Radikal gazetesi muhabiri Alpbuğra Bahadır Gültekin, dün gece yaşadığı polis şiddetini şöyle anlattı:

Dün akşam Taksim Meydanı’ndaki anma törenine polisin müdahale etmesi üzerine başlayan olaylar, gecenin ilerleyen saatlerine doğru devam etti. Ne var ki, gece yarısına doğru o geniş kalabalık yerini nispeten daha küçük bir kitleye bırakmıştı. Galatasaray ve Tünel’de ortalık gayet sakindi. Saat 21.30’da haberimizi gazeteye geçtikten sonra soluklanmak için Tünel’de bir kafeye oturduk, bir süreliğine mola verdik. 

Olayların yatışması üzerine saat 01.00 sularında yanımdaki iki arkadaşımla birlikte eve gitmeye karar verdim. Kurtuluş istikametine doğru yol alacağımız için İstiklal Caddesi üzerinden Taksim Meydanı’na çıkıp, oradan da Harbiye üzerinden yola devam edecektik. Ancak İstiklal Caddesi’ne bir anda atılan gaz bombaları her şeyi değiştirdi.

Hüseyinağa Camii’ne doğru bir TOMA’nın yaklaşması üzerine oradaki kalabalık dağılmaya ve ara sokaklara doğru kaçışmaya başladı. Biz de gazın etkisinden kurtulmak için o kalabalıkla birlikte Sadri Alışık Sokak’a sığındık. Ancak o sırada arkadan gelen 20-30 kişilik başka bir çevik kuvvet ekibinin de sokağı tamamen kuşattığını fark ettik. Arada kalmıştık… 

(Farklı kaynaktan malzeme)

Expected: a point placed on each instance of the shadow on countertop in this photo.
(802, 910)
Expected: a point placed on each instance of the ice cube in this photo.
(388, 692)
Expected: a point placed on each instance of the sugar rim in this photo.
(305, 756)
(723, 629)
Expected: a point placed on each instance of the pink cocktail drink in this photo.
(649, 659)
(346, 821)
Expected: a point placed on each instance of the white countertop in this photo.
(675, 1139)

Gazdan dolayı etkisiz hale gelen 30-40 eylemciyi ara sokakta sıkıştıran polisler, önüne geleni coplamaya, kalabalıktan dağılanları da teker teker ‘almaya’ başladı. Bu sırada köşe başından giren ilk polis ekibiyle karşı karşıya kaldım. Yüzündeki öfkeyi çok rahat tasvir edebileceğim polisten yediğim o copun ardından “Basın” olduğumu söyledim üzerine basa basa. Onun cevabı ise sinkaflı küfürler eşliğinde coplamak oldu.

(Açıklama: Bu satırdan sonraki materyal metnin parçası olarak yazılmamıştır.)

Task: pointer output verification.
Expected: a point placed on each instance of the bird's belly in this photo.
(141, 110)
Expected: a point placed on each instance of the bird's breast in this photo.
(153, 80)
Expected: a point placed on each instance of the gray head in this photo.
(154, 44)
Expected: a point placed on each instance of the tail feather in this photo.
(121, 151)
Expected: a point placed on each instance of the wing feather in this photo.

Yere düştükten sonra artık sokağa giren her polisin hedef tahtası haline gelmiştim. Öyle ki, köşeyi dönen bana tekmeyi geçirmeden sokağa girmiyordu. Tekmeler, coplar etkisini azalttıktan sonra yavaş yavaş ayağa kalkabildim ve kendimi İstiklal Caddesi’nin diğer tarafındaki bir esnaf lokantasına attım. Çıkışta Tarlabaşı Bulvarı’nda bir gaz bombasıyla daha yüzleştik. Kalabalığın üzerine doğru nişan alarak atılan gaz bombaları insanların yanından geçiveriyordu. Çareyi yine Tarlabaşı’nın ara sokaklarında bulduk…

Sonunda sol gözümde şişlik, sağ kalçamda morluk, sırtımda ve belimde cop izleriyle evimize döndük. Üzerime çullanan o çevik kuvvet ekibinden ‘şanslı’ biri ise hatıra niyetine sırtıma postalının izini bırakmıştı. (Radikal)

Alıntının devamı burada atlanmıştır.